The development of obesity and type 2 diabetes (T2D) is caused by a combination of genetic and lifestyle factors. Pharmacological options to sizably improve obesity and diabetes are scarce. The Crispr/Cas9 system has been repurpose to allow single or multiple target gene activation without editing the genome by fusion of a catalytically dead Cas9 (dCas9) to a transcriptional activation domain (VP64) [1, 2]. This transformative technology has been able to induce a physiologically relevant phenotype in a postnatal mammal and rescue genetic happloinsufficiencies diseases [3, 4]. In our group, we have been working with the production of a mouse model with the tissue specific expression of the Crispr/dCas9 activation system, and preliminary results showed multiple endogenous gene activation after a single adeno associated virus-gRNA injection. We hypothesize that the single or simultaneous co-activation of certain metabolic genes could be used to (1) reverse diet-induced obesity and to prevent diabetes progression in selected rodent models and (2) identify novel candidates genes that yield synergistic metabolic benefits.

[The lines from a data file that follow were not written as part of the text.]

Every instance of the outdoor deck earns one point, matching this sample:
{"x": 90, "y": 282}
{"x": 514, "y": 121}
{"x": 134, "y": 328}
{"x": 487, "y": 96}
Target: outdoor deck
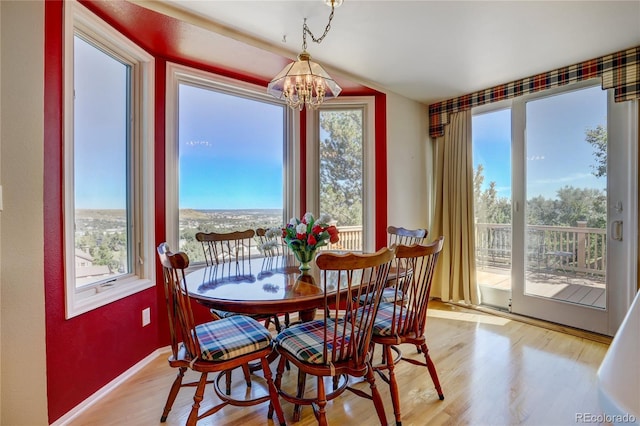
{"x": 567, "y": 286}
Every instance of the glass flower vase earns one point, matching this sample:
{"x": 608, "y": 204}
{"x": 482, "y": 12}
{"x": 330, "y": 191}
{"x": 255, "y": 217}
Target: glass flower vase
{"x": 304, "y": 256}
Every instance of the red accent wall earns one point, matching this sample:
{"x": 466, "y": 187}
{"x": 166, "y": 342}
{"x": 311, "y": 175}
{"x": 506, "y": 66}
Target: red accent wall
{"x": 86, "y": 352}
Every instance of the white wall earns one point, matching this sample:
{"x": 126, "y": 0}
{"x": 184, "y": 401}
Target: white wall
{"x": 23, "y": 386}
{"x": 408, "y": 151}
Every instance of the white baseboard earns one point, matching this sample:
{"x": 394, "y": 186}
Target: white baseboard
{"x": 109, "y": 387}
{"x": 498, "y": 298}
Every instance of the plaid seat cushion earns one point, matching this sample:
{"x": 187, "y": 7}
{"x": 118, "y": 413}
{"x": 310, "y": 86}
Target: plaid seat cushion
{"x": 231, "y": 337}
{"x": 306, "y": 341}
{"x": 384, "y": 319}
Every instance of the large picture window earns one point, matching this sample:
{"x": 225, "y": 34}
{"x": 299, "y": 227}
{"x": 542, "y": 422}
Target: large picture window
{"x": 227, "y": 159}
{"x": 340, "y": 169}
{"x": 106, "y": 143}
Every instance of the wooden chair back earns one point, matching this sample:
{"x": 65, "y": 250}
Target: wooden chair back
{"x": 349, "y": 339}
{"x": 407, "y": 237}
{"x": 226, "y": 247}
{"x": 415, "y": 266}
{"x": 181, "y": 322}
{"x": 270, "y": 242}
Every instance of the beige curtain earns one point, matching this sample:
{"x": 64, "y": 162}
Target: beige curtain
{"x": 455, "y": 277}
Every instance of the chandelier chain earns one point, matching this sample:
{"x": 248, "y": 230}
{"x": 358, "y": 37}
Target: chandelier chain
{"x": 306, "y": 30}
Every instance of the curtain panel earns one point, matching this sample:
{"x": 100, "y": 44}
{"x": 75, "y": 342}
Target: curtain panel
{"x": 620, "y": 71}
{"x": 455, "y": 276}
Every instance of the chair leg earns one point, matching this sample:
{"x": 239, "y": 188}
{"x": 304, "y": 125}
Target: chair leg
{"x": 247, "y": 374}
{"x": 227, "y": 377}
{"x": 276, "y": 323}
{"x": 322, "y": 403}
{"x": 197, "y": 398}
{"x": 393, "y": 384}
{"x": 277, "y": 384}
{"x": 175, "y": 387}
{"x": 302, "y": 381}
{"x": 273, "y": 392}
{"x": 432, "y": 370}
{"x": 375, "y": 396}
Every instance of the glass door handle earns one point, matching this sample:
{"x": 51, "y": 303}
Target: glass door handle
{"x": 616, "y": 230}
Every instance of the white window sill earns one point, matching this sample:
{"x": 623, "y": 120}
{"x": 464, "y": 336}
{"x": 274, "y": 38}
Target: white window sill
{"x": 96, "y": 297}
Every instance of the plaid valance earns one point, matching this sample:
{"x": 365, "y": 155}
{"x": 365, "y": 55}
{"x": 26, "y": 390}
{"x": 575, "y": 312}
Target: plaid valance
{"x": 620, "y": 71}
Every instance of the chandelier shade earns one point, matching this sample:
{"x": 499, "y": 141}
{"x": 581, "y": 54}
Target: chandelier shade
{"x": 303, "y": 82}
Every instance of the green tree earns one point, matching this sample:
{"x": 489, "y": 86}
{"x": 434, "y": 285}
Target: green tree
{"x": 341, "y": 166}
{"x": 488, "y": 206}
{"x": 597, "y": 138}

Crispr/dCas-mediated rescue of genetic- and diet-induced obesity and type-2 diabetes
The aim of this project is to use the Crispr/dCas9 activation technology to selectively over activate either single target genes or simultaneously multiple target genes to improve body weight and glucose metabolism in selected mouse models of genetic- or diet-induced obesity. Analysis of gene function will include in vitro proof-of-principle in selected tissues and assessment of in vivo efficacy using state-of-the art technology. Successful PhD candidate will work in collaboration with Alberta Institute to analyze some of the biological samples produced during the experiments.
1. Gilbert L. et al. (2013). CRISPR-Mediated Modular RNA-Guided Regulation of Transcription in Eukaryotes. Cell 154, 2, 442-451.
2. Perez-Pinera P. et al. (2013). RNA-guided gene activation by CRISPR-Cas9– based transcription factors. Nature 10, 10, 973-976
3. Liao H. et al. (2017). In Vivo Target Gene Activation via CRISPR/Cas9-Mediated Trans-Epigenetic Modulation. Cell 171 (7) 1495-1507.
4. Matharu N. et al. (2019). CRISPR-mediated activation of a promoter or enhancer rescues obesity caused by haploinsufficiency. Science 363, 246.